Fieldwork on Macca is tough! There aren’t too many places you can go without going uphill, getting wet feet, sweating up a storm and being both hot and cold simultaneously. That said, it’s an incredible experience and the island is breathtakingly beautiful!

Up on the plateau, mostly it’s wet and windy, with low cloud and mist acting as a curveball to impair your visibility and make your walk all the more enjoyable. But, there are these rare moments that occur, when the winds blow from the south and the misty skies clear, the glorious island becomes clear in all its remarkable beauty. When the winds drop suddenly, you are left with the sound of your own thoughts accompanied by the deep bellows of distant elephant seals, or the haunting calls of giant petrels.

When the clouds break and the sun shines through, it permeates through all life and illuminates every inch of the island and the seemingly endless surrounding ocean. It invigorates your soul and enriches your spirit; a meaningful connection with this special place ensues, leaving you with a profound sense of gratitude. Although they are few and far between, when these moments occur they are worth a million lost moments.

For the last couple months, the ‘Alby girls’ (Emily Mowat and myself, research assistants working on the Macquarie Island Albatross and Giant Petrel monitoring program) have been assisting wildlife ranger, Penny Pascoe in conducting grey petrel surveys all over the island. Although winter fieldwork means long hours in the hut with extended darkness and super cold conditions, we’ve been blessed with some incredible moments such as six days straight of snowy peaks, iced over bogs, no wind and sunshine or lots of wind/no sunshine, and both sunrise AND sunset viewing (sometimes even on the same day)!

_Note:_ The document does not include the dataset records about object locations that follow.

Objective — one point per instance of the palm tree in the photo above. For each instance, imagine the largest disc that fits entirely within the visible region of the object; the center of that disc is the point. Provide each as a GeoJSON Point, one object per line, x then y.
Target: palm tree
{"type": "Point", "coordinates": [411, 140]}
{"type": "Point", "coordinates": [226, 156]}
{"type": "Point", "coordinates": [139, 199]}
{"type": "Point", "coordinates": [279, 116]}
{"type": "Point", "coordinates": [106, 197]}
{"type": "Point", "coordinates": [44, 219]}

Mel Wells (Research Assistant, Macquarie Island Albatross & Giant Petrel Monitoring Program)

Medical training on Macca

There is no emergency 000 to call when things go wrong here at Macca, so part of the job of an expeditioner is being able to provide an emergency response for a search and rescue, fire or medical emergency. Training in all of the areas is conducted on a regular basis so that all on station can swing into action if ever called upon. Making training exercises as realistic as possible helps to maintain enthusiasm, stimulates problem solving thinking and promotes teamwork.

One of our recent training exercises was responding to a kitchen fire and conducted an on-station rescue exercise after our diesel mechanic Lionel had ‘fallen’ from a height and injured his head and leg. Lionel was a very accommodating victim patient for the station doctor to practise her special effects makeup skills.

The doctors have an official Polar Medicine Trauma Moulage Kit with wonderful tubs of ‘dried scab’ and ‘thick blood’ to play with and create all sorts of gruesome injuries.

Please note that no diesel mechanics or hands were harmed in the conduct of these activities.